A ZIP API in the browser?

domenic · 2014-05-19

I have for a long time heard from certain segments of the community that they would appreciate being able to do various “zip” related things in the browser. The exact ask is fuzzy, often coming in the form:

I’d like to have some version of the capabilities provided by Node’s zlib API. To summarize, that includes:
- GZIP compression/decompression
- DEFLATE compression/decompression
- “Raw” DEFLATE compression/decompression (I don’t know what this is)
- Both streaming versions of these, and binary data chunk versions (i.e. one large ArrayBuffer -> another smaller/larger ArrayBuffer).
I’d like to be able to create “.zip” files in my browser, so that I can prompt users to download them.
An example use case would be clicking “export these statistics to a zip of csv files”
This also allows the creation of .zip-based files, for example Microsoft Office files, or .cbz comic book files, or most Ebook formats

You can accomplish these today using user-space libraries, e.g. zip.js or zlib.js (“new users can only put two links in a post”). There are probably some Emscripten and/or asm.js versions floating around that are even very fast.

However, I think it would be valuable to provide these natively for the web platform. To me, it’s especially compelling to think of all that juicy C(++) code being shipped with every browser already, at least for the zlib case, which with just a bit of extra effort could be exposed for web platform authors. That way, you wouldn’t need to include a large script to download, or have to deal with web workers, or anything of the sort.
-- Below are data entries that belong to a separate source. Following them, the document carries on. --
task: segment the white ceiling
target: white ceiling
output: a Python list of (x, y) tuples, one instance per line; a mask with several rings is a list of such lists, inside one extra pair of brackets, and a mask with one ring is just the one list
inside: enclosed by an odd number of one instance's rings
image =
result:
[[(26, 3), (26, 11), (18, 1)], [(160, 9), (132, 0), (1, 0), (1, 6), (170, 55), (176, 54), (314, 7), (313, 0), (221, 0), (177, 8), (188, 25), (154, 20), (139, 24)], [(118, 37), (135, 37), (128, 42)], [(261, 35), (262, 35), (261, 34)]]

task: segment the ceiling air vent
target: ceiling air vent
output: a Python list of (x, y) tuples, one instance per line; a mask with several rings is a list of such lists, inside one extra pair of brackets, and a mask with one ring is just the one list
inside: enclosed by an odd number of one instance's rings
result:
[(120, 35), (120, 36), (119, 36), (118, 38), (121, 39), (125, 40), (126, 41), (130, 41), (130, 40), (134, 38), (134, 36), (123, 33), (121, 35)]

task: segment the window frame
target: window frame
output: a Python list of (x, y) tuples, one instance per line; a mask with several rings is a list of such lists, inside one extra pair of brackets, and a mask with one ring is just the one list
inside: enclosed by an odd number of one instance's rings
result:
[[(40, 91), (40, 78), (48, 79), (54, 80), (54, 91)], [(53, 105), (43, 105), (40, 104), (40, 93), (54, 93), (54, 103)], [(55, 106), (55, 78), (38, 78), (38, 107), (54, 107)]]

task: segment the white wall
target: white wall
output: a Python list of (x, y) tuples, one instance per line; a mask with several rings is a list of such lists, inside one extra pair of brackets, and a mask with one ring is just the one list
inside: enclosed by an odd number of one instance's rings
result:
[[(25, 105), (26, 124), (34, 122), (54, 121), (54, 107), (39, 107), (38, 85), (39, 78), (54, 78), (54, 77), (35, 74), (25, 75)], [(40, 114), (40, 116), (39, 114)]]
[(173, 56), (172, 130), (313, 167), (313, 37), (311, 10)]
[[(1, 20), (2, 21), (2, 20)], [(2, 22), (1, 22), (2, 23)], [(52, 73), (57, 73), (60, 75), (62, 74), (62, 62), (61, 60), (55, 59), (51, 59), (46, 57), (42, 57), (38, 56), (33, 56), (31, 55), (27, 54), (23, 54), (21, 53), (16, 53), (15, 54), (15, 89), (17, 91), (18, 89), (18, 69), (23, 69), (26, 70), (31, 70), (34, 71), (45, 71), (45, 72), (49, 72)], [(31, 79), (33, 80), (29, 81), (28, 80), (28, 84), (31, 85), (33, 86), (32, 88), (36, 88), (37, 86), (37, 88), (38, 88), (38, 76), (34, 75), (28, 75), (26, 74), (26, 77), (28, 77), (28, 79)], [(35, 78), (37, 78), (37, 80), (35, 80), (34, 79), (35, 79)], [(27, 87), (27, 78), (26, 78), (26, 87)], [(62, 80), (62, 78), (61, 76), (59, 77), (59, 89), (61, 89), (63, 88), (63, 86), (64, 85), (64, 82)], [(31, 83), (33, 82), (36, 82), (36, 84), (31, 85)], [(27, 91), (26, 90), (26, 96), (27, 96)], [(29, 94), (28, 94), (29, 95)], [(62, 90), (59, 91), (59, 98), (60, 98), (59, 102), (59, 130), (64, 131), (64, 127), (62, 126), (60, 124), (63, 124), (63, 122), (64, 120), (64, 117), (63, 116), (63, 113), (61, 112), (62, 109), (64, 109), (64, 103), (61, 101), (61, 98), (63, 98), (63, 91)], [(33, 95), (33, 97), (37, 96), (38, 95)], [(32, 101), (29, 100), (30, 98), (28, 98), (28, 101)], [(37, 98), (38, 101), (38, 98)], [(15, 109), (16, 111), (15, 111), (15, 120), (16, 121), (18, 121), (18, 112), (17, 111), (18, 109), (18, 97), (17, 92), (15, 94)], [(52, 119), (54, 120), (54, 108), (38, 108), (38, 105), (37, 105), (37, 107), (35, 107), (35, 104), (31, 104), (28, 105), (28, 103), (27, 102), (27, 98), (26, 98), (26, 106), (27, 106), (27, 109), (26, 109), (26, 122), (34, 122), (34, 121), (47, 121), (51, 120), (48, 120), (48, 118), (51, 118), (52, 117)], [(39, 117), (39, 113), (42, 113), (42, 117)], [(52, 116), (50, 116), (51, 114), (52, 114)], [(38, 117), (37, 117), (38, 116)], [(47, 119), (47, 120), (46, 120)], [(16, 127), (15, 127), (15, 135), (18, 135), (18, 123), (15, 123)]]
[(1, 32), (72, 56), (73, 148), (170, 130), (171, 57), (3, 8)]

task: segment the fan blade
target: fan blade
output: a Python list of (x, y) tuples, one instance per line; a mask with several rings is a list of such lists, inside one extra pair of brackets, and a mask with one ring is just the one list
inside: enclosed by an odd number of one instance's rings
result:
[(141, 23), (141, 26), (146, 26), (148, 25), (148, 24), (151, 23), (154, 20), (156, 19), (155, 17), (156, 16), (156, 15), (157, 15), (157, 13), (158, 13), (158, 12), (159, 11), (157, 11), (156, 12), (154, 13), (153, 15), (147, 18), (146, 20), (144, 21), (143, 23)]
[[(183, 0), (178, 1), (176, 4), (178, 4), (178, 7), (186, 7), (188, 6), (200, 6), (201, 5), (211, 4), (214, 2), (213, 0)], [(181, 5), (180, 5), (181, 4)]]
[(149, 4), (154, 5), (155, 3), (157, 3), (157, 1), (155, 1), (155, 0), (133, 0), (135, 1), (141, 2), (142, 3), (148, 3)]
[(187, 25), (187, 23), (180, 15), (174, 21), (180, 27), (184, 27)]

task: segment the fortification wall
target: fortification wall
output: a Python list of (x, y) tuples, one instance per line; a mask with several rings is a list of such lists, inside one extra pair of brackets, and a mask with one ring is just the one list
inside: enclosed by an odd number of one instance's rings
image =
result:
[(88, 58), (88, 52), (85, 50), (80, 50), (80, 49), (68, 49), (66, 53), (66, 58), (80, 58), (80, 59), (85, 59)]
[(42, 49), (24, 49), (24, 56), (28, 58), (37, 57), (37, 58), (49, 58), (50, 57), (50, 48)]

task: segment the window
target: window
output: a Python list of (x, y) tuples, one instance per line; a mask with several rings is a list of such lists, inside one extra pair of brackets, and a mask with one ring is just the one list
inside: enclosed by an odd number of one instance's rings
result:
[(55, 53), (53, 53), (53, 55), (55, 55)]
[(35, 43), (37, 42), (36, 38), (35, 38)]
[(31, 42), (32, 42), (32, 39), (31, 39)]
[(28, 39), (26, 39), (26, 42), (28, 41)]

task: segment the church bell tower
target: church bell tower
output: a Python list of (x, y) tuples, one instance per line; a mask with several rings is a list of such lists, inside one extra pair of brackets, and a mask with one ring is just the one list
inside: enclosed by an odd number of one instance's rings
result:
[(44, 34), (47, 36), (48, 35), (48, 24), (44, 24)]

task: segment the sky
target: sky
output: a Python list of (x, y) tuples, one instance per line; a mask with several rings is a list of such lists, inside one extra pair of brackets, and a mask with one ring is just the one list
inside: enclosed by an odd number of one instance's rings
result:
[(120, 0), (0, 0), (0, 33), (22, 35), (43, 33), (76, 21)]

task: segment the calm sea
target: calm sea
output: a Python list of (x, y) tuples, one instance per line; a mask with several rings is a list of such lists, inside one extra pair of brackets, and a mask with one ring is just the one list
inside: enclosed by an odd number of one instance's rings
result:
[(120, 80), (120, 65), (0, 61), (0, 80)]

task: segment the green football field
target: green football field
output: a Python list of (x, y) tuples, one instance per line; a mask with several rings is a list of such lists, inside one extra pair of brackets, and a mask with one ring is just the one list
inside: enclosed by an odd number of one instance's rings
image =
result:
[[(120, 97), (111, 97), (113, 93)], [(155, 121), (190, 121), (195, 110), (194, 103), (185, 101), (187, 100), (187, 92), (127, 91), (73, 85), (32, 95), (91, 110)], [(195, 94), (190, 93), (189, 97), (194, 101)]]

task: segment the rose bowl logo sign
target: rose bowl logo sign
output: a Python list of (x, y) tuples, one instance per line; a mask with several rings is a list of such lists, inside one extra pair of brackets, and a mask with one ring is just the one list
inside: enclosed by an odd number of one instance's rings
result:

I often this kind of API as my favorite example of things that would be perfect to add to the web platform, but nobody has made the time to gather implementer interest or spec them yet.

As such I was hoping to get the ball rolling on this conversation. What do people think of the above asks and use cases? Are any implementers interested in this? Are there objections stemming from the fact that you can do this in JS today, even if it’s not as fast or seamless as you might like? Has this secretly been something you’ve always dreamed about and never dared to ask for?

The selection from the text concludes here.